Kittrie awarded MacArthur Foundation grant


Professor Orde Kittrie has been awarded a $185,000 grant from the MacArthur Foundation for a project titled, “Combating Criminal Involvement in Nuclear Trafficking.” The grant is shared between Kittrie and Professor Louise Shelley of the George Mason University School of Public Policy, who is the co-principal investigator.

The project will analyze the past, present and potential future role of non-ideological criminals, including corrupt officials, in the trafficking of nuclear material and of dual-use nuclear equipment and technology. Kittrie and Shelley will develop and disseminate recommendations for deterring, detecting and disrupting the criminals’ involvement.

Kittrie is a professor at the Sandra Day O'Connor College of Law and a non-resident senior fellow with ASU’s McCain Institute for International Leadership.

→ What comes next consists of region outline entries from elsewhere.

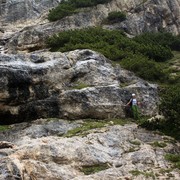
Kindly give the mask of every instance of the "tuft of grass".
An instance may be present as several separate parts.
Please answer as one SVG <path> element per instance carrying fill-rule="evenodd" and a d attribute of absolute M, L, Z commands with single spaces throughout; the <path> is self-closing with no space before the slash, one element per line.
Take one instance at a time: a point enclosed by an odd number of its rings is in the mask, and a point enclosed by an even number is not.
<path fill-rule="evenodd" d="M 141 145 L 141 142 L 139 142 L 139 141 L 137 141 L 137 140 L 134 140 L 134 141 L 129 141 L 131 144 L 133 144 L 133 145 L 137 145 L 137 146 L 139 146 L 139 145 Z"/>
<path fill-rule="evenodd" d="M 10 127 L 8 125 L 0 126 L 0 131 L 7 131 Z"/>
<path fill-rule="evenodd" d="M 85 174 L 85 175 L 90 175 L 90 174 L 94 174 L 97 173 L 99 171 L 103 171 L 109 168 L 108 164 L 96 164 L 93 166 L 83 166 L 81 171 Z"/>
<path fill-rule="evenodd" d="M 164 142 L 159 142 L 159 141 L 155 141 L 155 142 L 153 142 L 151 145 L 154 146 L 154 147 L 160 147 L 160 148 L 164 148 L 164 147 L 167 146 L 166 143 L 164 143 Z"/>
<path fill-rule="evenodd" d="M 166 154 L 165 159 L 174 164 L 174 168 L 180 169 L 180 154 Z"/>
<path fill-rule="evenodd" d="M 145 176 L 146 178 L 150 178 L 150 177 L 152 177 L 153 179 L 155 178 L 153 172 L 143 172 L 143 171 L 139 171 L 139 170 L 132 170 L 132 171 L 129 171 L 129 172 L 130 172 L 133 176 L 143 175 L 143 176 Z"/>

He has extensive experience with nuclear nonproliferation issues, having chaired the Nonproliferation, Arms Control & Disarmament interest group of the American Society of International Law from 2008 to 2012, and also testified before committees of the Senate and House on issues relating to nuclear nonproliferation. Kittrie is a former senior attorney for nuclear affairs at the U.S. Department of State, where he negotiated five nuclear nonproliferation agreements between the United States and Russia and helped negotiate at the United Nations the Convention for the Suppression of Acts of Nuclear Terrorism.